I think it’s normal and expected for one’s property to yield maximum profits – whether you are a firm or a family seeking to augment your retirement or vacation fund. However, I once witnessed a rent mediation hearing where a gentleman recently acquired a rental home and raised his tenant’s rent 1,000 dollars a month. The mediator probed what justified the dramatic increase – were there repairs or unexpected costs? No. The man had done more “market research” and determined that the new price was fair market value. It’s this type of behavior that has contributed to an eviction crisis, even before the pandemic hit.
As I continue to grapple with the cruelty of this market-driven housing system that is perfectly legal and normalized, and maybe even sacrosanct, I can’t help but think of the institution of enslavement. I wonder how anybody could have participated in it or legitimized it. I think of Catherine Mooney’s provocative presentation at the 2017 Spirituality Forum as she shared the disturbing truth about Saint Philippine Duchesne, the Society’s complicity and participation in enslaving Black persons, and the failure to condemn the institution of enslavement at the time (consistent with the Catholic Church). She explained, “... I think it’s safe to say that, by and large, it was without malice. They had a blind spot. While others in America were denouncing slavery, they continued to be implicated in the evil. They were blind and did not see.”

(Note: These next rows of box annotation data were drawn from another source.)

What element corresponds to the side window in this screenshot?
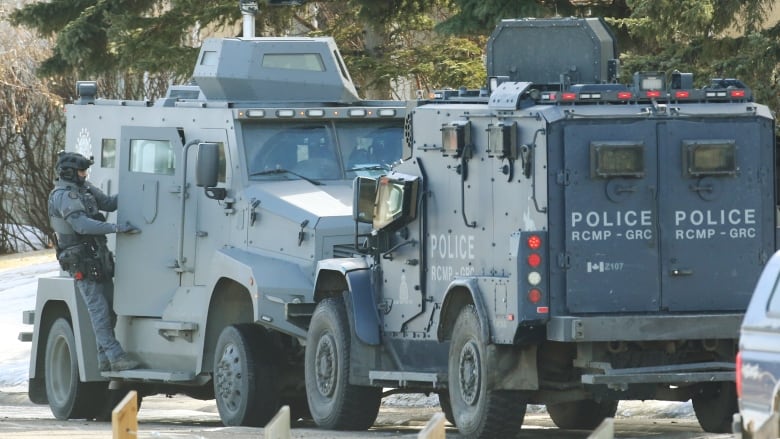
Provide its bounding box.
[767,279,780,316]
[100,139,116,168]
[130,139,174,175]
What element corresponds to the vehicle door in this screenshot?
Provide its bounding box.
[658,117,774,311]
[560,119,660,313]
[114,127,184,317]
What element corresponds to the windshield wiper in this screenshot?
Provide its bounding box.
[347,164,390,172]
[249,168,322,186]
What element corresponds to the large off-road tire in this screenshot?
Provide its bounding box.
[305,298,382,430]
[547,399,619,430]
[449,305,526,438]
[44,318,108,420]
[692,381,739,433]
[213,324,279,427]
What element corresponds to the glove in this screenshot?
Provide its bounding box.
[116,221,141,235]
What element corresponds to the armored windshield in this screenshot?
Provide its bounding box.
[243,121,403,181]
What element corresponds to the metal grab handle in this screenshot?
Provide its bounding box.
[689,184,715,192]
[615,184,637,194]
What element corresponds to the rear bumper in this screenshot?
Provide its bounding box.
[547,313,744,342]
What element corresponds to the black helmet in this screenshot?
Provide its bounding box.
[57,151,95,185]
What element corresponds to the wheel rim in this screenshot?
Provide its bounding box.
[48,336,73,405]
[214,344,244,411]
[314,333,338,397]
[458,341,481,405]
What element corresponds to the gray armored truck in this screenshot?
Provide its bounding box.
[19,27,406,425]
[305,19,777,438]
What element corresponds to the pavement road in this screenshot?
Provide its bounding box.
[0,392,732,439]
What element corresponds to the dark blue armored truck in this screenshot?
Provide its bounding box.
[18,13,406,426]
[305,19,776,438]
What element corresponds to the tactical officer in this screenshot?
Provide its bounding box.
[49,151,140,371]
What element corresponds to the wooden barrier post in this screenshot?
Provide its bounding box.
[417,412,447,439]
[111,390,138,439]
[263,405,290,439]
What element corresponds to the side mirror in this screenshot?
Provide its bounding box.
[352,177,376,224]
[195,143,227,200]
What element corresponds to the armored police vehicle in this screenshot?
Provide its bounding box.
[19,5,406,425]
[306,19,776,438]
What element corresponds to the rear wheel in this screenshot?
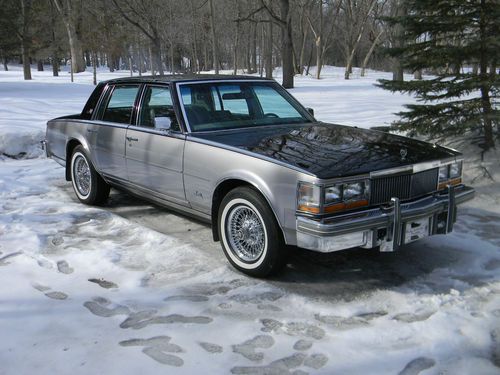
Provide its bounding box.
[217,187,286,277]
[71,146,109,205]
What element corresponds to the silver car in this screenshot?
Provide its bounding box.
[44,75,474,277]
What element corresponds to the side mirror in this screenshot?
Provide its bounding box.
[155,117,172,130]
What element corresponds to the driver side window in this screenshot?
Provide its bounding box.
[138,86,180,131]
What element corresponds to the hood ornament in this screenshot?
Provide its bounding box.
[399,148,408,161]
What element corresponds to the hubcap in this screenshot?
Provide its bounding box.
[226,205,266,262]
[73,155,91,196]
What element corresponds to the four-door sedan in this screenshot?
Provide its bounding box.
[45,75,474,277]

I am compelled to wonder what blind spots we have now. In 100 years, how will our great grandchildren’s generation view our prevailing acceptance of housing-as-a commodity or the unregulated profiteering off of people's homes? Might the hundreds of thousands of recent evictions and those looming be likened to that of the devastation caused by the Trail of Tears? And what might be said of our silence or complicity?
In this Lenten season, and beyond, I pray that God may give us eyes to see.